Équipement de la piste
                               Jalonnement :
À mon avis, le jalonnement par piquets est préférable dans les régions de reg aux tas qui demandent un gros effort de la part de ceux qui manœuvrent la pelle toute la journée et qui pour ne pas rester en arrière, marchent à une allure accélérée. En plus le tas de terre a l’inconvénient d’être rapidement arasé par les vents. Le jalonnement avec la palme de djerid bien enterrée me semble très bon.
1- bien visible
2- tient bien au sol même sablonneux. En effet, il faut un gros effort pour arracher la palme dont les feuilles en V la fixent bien au sol.
3- transport léger. Pour ce dernier point, il y a un inconvénient car si le transport est léger, il est volumineux.
                Il serait intéressant de réaliser un jalonnement sur la piste depuis Hassi-Bourahla au Point 6 et de Djanet à In-Afe1alah par l’est de l’erg d’Admer, soit par palmes, soit par des piquets tous les kilomètres.
Eau :
Ce qui rend dangereux, parfois, les déplacements dans le Sahara, c’est l’éloignement des points d’eau. Or d’In-Afelalah à Djado, sur 550 km environ, il n’existe pas de point d’eau, de même pour la nouvelle piste In-Afelalah / Point 5 / Point Toubeau / Piste Bilma-Agadez. Le premier point d’eau est Tazole pour cette dernière piste soit près de 900 km sans eau.
Si l’on tient compte du dépôt d’eau problématique de l’arbre du Ténéré, il serait intéressant de créer une ligne de puits dans le Tafassasset. On aurait peut-être de fortes chances de trouver de l’eau à une profondeur plus ou moins grande là où le lit est indiscutable. Les deux étranglements du cours du Tafassasset me semblent tout désignés pour tenter l’expérience d’un forage. Ces deux étranglements sont au km 119 et au km 209
Renseignements divers
- Cours de l’oued Tafassasset
                               Après le Point 5, le lit de l’oued se trouve à l’est de mon itinéraire et semble, après avoir décrit une large boucle, venir le récupérer avant le point Toubeau (reg cailloux roulés). On ne peut pas définir le lit, le reg étant uniformément plat. Il me semble du reste difficile de suivre le lit du Tafassasset car je crois qu’un fleuve de cette importance, grossi continuellement par des affluents ouest venant de l’Aïr ou du Tassili est, devait dans son dernier stade de vie s’étaler, divaguer en larges boucles changeantes sur cette pénéplaine parfaite qu’est le Ténéré.
 - Préhistoire
                               Comme tous ceux qui ont traversé le Ténéré, j’ai rencontré des traces de vie passée. La preuve n’est pas à faire, elle l’est depuis longtemps, ce désert absolu a été habité par des populations.

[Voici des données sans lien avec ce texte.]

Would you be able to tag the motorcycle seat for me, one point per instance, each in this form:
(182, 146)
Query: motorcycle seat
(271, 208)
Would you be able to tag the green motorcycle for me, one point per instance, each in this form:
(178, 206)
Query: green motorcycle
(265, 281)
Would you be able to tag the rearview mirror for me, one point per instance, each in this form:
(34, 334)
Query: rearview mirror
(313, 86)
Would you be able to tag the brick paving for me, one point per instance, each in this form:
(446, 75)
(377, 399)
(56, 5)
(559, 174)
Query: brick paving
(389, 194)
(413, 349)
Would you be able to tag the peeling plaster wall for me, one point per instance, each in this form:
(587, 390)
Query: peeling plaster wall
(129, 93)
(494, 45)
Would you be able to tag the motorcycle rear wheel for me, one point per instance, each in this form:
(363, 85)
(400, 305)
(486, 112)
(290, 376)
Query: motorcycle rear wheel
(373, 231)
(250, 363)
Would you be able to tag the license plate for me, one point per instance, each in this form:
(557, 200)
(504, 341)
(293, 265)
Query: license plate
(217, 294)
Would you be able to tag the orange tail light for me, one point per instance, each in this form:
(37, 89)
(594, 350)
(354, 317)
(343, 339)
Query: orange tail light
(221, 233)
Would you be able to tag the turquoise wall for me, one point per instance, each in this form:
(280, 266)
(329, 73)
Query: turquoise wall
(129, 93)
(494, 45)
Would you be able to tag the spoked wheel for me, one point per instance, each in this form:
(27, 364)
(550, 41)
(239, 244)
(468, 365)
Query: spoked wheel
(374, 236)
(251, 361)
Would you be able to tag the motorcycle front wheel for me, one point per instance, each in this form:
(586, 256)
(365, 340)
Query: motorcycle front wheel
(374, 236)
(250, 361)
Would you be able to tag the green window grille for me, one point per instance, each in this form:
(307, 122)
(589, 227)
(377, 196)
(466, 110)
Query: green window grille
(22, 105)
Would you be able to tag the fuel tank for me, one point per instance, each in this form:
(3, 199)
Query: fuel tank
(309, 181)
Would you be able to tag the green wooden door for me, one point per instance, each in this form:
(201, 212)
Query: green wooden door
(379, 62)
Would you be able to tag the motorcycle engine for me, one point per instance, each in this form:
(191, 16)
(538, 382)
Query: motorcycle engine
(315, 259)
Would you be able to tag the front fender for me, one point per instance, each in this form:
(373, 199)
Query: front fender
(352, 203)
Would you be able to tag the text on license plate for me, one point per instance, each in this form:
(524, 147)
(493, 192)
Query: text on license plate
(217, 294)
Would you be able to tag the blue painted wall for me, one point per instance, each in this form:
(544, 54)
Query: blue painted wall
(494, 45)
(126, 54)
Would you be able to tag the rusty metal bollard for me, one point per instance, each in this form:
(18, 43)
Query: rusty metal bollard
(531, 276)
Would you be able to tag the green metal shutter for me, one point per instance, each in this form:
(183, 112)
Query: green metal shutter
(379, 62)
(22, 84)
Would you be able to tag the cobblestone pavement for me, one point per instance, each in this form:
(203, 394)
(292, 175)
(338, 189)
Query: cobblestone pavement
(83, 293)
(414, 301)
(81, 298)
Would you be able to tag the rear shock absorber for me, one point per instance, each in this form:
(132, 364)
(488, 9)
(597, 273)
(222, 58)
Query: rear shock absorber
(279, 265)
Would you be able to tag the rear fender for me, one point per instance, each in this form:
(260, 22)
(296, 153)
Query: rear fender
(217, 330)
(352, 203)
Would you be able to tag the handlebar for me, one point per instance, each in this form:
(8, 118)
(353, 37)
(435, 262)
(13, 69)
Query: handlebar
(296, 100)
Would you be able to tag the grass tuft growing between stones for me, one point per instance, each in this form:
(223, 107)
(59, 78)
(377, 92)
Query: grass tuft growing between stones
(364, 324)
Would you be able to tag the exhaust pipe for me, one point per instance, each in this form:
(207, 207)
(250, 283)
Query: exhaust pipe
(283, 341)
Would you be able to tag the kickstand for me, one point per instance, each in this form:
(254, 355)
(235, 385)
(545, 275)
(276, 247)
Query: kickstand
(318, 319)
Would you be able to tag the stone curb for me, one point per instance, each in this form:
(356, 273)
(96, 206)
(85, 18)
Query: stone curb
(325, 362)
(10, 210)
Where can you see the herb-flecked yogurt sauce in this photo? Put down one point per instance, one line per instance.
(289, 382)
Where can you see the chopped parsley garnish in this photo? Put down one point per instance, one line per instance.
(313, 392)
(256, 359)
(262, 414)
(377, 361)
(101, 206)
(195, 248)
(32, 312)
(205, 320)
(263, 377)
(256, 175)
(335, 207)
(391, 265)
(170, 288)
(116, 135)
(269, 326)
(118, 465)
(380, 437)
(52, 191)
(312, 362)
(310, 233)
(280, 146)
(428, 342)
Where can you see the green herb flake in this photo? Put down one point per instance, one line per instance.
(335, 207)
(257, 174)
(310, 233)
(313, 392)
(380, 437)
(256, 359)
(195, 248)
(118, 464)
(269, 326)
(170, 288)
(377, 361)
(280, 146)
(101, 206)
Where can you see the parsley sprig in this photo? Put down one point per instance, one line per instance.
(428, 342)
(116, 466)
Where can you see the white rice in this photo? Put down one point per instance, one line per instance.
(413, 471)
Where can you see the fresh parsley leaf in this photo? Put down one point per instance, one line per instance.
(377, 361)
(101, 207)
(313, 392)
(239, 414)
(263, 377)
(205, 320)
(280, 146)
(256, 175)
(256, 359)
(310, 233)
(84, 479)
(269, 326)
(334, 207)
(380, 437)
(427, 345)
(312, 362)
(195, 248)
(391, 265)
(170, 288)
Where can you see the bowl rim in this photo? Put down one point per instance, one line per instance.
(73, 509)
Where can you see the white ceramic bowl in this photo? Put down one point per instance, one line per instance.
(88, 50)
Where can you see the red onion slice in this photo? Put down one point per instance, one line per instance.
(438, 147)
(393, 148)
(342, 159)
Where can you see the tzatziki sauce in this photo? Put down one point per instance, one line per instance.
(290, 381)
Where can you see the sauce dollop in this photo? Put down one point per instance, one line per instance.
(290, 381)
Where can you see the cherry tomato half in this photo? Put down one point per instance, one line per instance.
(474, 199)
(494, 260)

                               J’ai trouvé et déposé au pied des tas de sable (djedar) de nombreuses pierres creuses de moulins (mathana) cassées ou intactes. J’ai trouvé quelques pierres taillées, pilons, etc... et deux pointes de flèches. Je ne mentionne que, pour mémoire, la grande quantité de débris de pots en argile cuite (berma). À signaler certains très grands : cinquante centimètres de diamètre, coupés au ras du soL Je n’ai même pas essayé de la déterrer ; je savais que je ne pourrais pas les transporter. Mais ce qui m’a paru le plus intéressant est un grand plat rond et creux, forme calotte sphérique parfaite d’un très beau travail. Le diamètre de la section est de 45 à 50 cm. Il est en grès noir à grains fins, poli, les bords sont parfaitement arrondis. Malheureusement, l’épaisseur du fond était très réduite et un morceau gros comme une pièce de 5f manquait déjà. N’ayant pas de caisse, je n’ai pas osé risquer le transport dans un sac à chameau jusqu’à Agadez. Je l’ai donc déposé, coiffant un tas de sable au km 377. Si, ultérieurement, des automobiles passent par là, elle pourront faci­lement le recueillir et le transporter.
Conclusions
                               Je n’ai pas eu le bonheur de réussir entièrement la mission qui m’était confiée ; les circonstances et les éléments ne m’ont pas été favorables, mais je tiens à signaler l’ardeur, l’énergie et la bonne volonté dépensés par tous, sans compter. Tous rivalisèrent d’endurance. La plus grande partie du trajet dut être faite à pied Les méhara, surchargés de guech ne pouvaient être sellés. Un militaire, Mohamed ben Mansour, a atteint In-Azaoua, 735 km (850 de Djanet), n’ayant monté qu’une fois un quart d’heure. Je sais que ce n’est pas un record, mais c’est bien, car il faut tenir compte de la fatigue supplé­mentaire du travail de jalonnement. Les militaires indigènes n’ont pas encore perdu leurs qualités légendaires.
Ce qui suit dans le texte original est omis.